Üretimin çeşitlendirilmesi ve piyasa ihtiyaçlarına cevap
verebilmesi için stok programlarının makro açıdan ele alınması
şarttır. Yaklaşık bir tahminle 10 milyon vatandaşımızı ekonomik
açıdan ilgilendiren el dokuması yaygı olayı, aynı zamanda önemli
bir kültür hazinemizi oluşturmaktadır. Bu kadar önem verip,
üzerinde titrediğimiz konuya dünya ölçülerinde bakarsak, komik
bir durum ortaya çıkmaktadır. Maalesef dünya el halıcılığındaki
yerimiz hala %3 civarındadır. Üretim, makro düzeyde planlanmazsa
bunu yukarı da çekmek mümkün gözükmemektedir. Üretimi artırmak
için hammadde sorununa belirli esaslar, üreticiye bilinçli ve bol
seçenekler sunmak esastır. Hammaddeye ulaşılacak kaynaklar net,
standartları da bir düzene kavuşturulursa, kısa zamanda
halıcılığımızın çehresi değişecektir. Bu konu “A” dan “Z”ye
pazarlama tıkanıklıklarını da kendiliğinden çözecektir.
E)
Hammadde konusunda parasal sorunlar ve çözüm önerileri:
Orta çapta bir üretimin, bir kalite standardı tutturabilmesi
amacıyla gerekli stok için, üreticinin ne gibi maliyetleri göze
alması gerektiğini daha önce belirtmiştik. Açık sübvansiyonların
verilmediği günümüz şartlarında, sübvansiyonların bu gibi
noktalara yönelmesi şarttır. Diğer yandan hedef, üretimin
maliyetini düşürmek, üretimi yaygınlaştırmak ve çeşitlemek,
kalitesini standartlaştırmak olduğuna göre, hammadde ithalatına
bazı kolaylıklar getirerek de mali açıdan üretime destek
verilebilir. Olayı, daha da geniş ölçekli ele alarak birtakım
çözüm önerileri de getirebiliriz.
Hammadde üretimi yapan besicileri yönlendirerek, teşvik ederek,
gerekli hammaddenin bol ve kaliteli üretimi sağlanabilir. Buraya
verilecek destekle, dünya pazarları için gerekli hammadde, fiyat
ve kalite yönü ile tutturulabilir. Bu aşamada döviz kazandırıcı
bir niteliğe bürünebilir. Bu şartlar sağlanırsa ithalata da gerek
kalmaz.
Tüm bu olayların çözümü için gerekli kalite, çeşidin
standardının tespiti şarttır. Bu standartlar belli olunca, süratle
durum tespiti yapılmalı, yurtiçi üretiminin ne ölçüde gerekli
talebe ihtiyaç verdiği gözden geçirilmeli, gerekiyorsa hammadde
üreticileri teşvik edilmeli, bu arada ithal ikamesinin yolları
aranmalıdır.
F)
Hammadde konusunda fiyat ile ilgili sorunlar ve çözüm
önerileri :
Halıcılıkta
kullanılan hammadde, çekilip, boyanıp kullanıma hazır hale
geldiğinde yöre pazarlarında alım satıma konu olan fiyatın
yaklaşık ¼’ü oranında maliyet içerir. Gerisi işçilik ve kârdır.

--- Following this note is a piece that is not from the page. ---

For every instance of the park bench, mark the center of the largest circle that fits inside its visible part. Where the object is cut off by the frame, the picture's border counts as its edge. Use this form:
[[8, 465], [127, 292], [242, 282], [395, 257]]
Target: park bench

Yani köylü ipini boyanmış olarak hazır alsa bile bu malzemeyle
yapmış olduğu işçilik dolayısı ile 4 kat katma değer
yaratabilmektedir. Bu normal kalitede, normal işçilikte bir halı
için söz konusudur. Kullanılan ipin kalitesinde yapılacak bazı
değişikliklerle pazar fiyatında %50’ye varan artışlar elde etmek
mümkündür. Konuyu bir örnekle vurgularsak;Milas’ta normal piyasa
ipi ile dokunmuş bir halının yöre pazarında peşin alış fiyatı
1 milyon liradır. Aynı işçilik kalitesi, ancak üstün evsafta ve
desende dokunmuş aynı büyüklükteki başka bir halı da 1,5 milyon
liraya alıcı bulabilir. Bu iki halı kıyaslandığında, normal olan
halıda ip maliyeti girdisi 250 bin liradır. Üstün özellikli ipte
ise bu maliyetin, diğerinin 2 katı olduğunu, yani 500 bin lira
olduğunu varsayalım (realite bu oranın aşağısındadır.) 250 bin
liralık iple işçilik yapılıyor ve 750 bin lira gelir elde
ediliyor. Diğer yandan 500 bin liralık iple aynı işçilik ancak
farklı desen ve renk tasarımı ile 1 milyon liralık bir gelir elde
ediliyor. Yani gelir %33 oranında artabiliyor. İşte mevzuumuz bu.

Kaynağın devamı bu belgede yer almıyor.